Knut sat as a judge along with (from the left in the picture above) Sarah Wigglesworth MBE (Architect and academic), Chia-Yi Chou (last year's winner), and Jan-Carlos Kucharek (Deputy editor, RIBA Journal). The drawing competition is now in its 12th year, and it is looking to showcase the best visual representation in both the ‘Student’ and ‘Practitioner’ categories. The winning submissions will be published in the RIBA Journal this summer.
Entries for the Eye Line competition span a wide range of formats and media, from traditional pencil and ink to 3D visualizing tools and cutting-edge AI technology. Given the diverse nature of these submissions, Knut’s unique skills and expertise, particularly in assessing digital media, were considered invaluable in the judging process.

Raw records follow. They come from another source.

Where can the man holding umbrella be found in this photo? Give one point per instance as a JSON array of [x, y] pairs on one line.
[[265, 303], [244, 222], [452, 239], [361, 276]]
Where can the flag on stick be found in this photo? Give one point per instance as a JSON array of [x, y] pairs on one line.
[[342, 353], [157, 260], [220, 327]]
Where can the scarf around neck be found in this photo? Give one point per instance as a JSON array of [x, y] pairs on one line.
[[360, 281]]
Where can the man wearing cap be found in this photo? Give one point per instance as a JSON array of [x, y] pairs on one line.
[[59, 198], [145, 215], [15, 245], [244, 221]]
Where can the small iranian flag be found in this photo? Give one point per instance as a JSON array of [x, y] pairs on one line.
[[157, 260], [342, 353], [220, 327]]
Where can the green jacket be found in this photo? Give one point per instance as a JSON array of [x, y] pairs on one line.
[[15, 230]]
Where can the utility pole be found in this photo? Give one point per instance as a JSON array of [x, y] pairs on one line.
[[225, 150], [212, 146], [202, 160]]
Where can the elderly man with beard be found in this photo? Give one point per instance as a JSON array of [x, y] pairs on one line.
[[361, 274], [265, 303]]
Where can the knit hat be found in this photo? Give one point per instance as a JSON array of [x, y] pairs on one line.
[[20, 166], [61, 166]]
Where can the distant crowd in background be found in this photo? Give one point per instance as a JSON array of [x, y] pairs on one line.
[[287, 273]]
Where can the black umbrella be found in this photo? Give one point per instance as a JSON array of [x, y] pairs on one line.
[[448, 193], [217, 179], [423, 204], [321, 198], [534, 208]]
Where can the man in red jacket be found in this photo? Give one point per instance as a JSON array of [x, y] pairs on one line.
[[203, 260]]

In an interview in the RIBA Journal, Knut was asked about some of the entries:
Of collective interest were a dozen entries from the Kazan State University of Architecture and Engineering, notable for each bearing a striking visual similarity to the other, bar a digressive and skilled shortlisted submission from student Artur Akhunov. And Beirut Arab University student Sara Taleb’s DALL.E submission, although it wasn’t shortlisted, was the only one that piqued the interest of Nordic Office of Architecture director Knut Ramstad.
‘It’s a pretty complex image, cleverly constructed,’ he noted of the Soviet-style-brutalism-meets-HR-Giger AI-generated piece, Nihilism. ‘I’d love to know what the prompts were for this.’

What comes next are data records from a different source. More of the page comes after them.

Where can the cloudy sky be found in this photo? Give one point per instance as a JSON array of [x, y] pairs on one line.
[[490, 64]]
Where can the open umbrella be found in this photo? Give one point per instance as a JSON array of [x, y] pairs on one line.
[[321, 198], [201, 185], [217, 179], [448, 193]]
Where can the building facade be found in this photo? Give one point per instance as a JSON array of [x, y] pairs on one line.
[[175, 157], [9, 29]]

But then Ramstad, who I’d first seen speaking knowledgably on Nordic’s use of digital tools at a tech event last year, was always going to be more drawn to examples of technical skill in the discipline. For these reasons, he heaped praise on the likes of Victor Montañez, of Buenos Aires-based Studio Cumbre, for his slick underwater world visualisations, which looked to him like stills from Guillermo del Toro’s The Shape of Water.
With images rendered in a mix of Rhino, 3ds Max, Houdini, Maya and Grasshopper, Ramstad told us we were looking at the work of a visualiser working ‘at the top of his game – this is the best example of technical achievement on display’.